The Fresno veterans home has been in the works for more than a decade but was delayed by the state's budget crisis and, at one point, looked it might be mothballed.

It was in mid-2002 when then-Gov. Gray Davis signed legislation that paved the way for the Fresno veterans home to be built. It capped a push to expand the state's veterans homes that also saw voters approve in March 2000 a $50 million bond for new homes.

There also was haggling over the Fresno home's location. At one point, it was slated for Caruthers, and a site in southeast Fresno was also considered.

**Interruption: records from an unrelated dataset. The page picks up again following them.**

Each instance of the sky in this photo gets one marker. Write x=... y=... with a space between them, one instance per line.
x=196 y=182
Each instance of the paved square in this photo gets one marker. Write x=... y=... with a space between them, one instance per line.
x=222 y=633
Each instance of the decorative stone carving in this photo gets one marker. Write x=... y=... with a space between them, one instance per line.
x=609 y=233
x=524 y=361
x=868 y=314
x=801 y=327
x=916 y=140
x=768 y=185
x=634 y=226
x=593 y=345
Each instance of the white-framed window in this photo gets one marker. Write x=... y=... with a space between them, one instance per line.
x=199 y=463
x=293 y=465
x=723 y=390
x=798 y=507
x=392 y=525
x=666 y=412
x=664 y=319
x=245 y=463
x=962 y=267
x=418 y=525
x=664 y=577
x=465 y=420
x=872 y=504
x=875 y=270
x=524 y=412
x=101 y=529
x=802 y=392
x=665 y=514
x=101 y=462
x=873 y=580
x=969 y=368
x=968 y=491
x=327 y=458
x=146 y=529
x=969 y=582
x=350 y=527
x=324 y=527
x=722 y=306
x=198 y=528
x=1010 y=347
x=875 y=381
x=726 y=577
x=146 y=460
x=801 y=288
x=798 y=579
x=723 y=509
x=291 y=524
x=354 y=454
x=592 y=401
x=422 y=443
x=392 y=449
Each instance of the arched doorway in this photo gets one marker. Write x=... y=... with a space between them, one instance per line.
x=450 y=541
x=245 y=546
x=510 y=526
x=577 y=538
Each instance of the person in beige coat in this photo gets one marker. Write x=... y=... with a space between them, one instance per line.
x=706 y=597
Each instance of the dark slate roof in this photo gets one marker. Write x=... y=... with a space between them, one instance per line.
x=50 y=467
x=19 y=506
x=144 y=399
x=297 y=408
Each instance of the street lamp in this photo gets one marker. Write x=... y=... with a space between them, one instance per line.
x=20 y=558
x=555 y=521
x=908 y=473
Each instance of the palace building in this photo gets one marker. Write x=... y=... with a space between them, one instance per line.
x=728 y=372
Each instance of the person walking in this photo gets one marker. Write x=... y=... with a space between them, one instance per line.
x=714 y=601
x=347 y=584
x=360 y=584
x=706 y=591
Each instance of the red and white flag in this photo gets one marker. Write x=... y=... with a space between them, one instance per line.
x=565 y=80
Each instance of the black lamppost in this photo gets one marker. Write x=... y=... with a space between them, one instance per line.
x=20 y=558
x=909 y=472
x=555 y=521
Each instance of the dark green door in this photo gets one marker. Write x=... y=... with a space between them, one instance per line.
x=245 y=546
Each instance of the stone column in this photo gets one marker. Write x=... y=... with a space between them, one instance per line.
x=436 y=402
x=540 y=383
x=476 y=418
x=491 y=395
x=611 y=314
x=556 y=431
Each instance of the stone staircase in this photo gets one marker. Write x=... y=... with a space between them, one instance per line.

"After 12 long years, I want to thank the governor for including the funding in this year's budget," said Rep. Jim Costa, a Fresno Democrat and longtime supporter of the project. "I give credit to our veterans who never lost hope and kept the pressure on local, state and federal officials."

Costa said he "always felt that we were going to get this open by hook or crook."

The investment in human resources and federal dollars, he said, was too big.

It was originally slated to open in fall 2011, Costa said, with the new facility coming to full capacity by early 2012.

For area veterans, however, better late than never.

"It's been a long time," said Waters. "It feels good."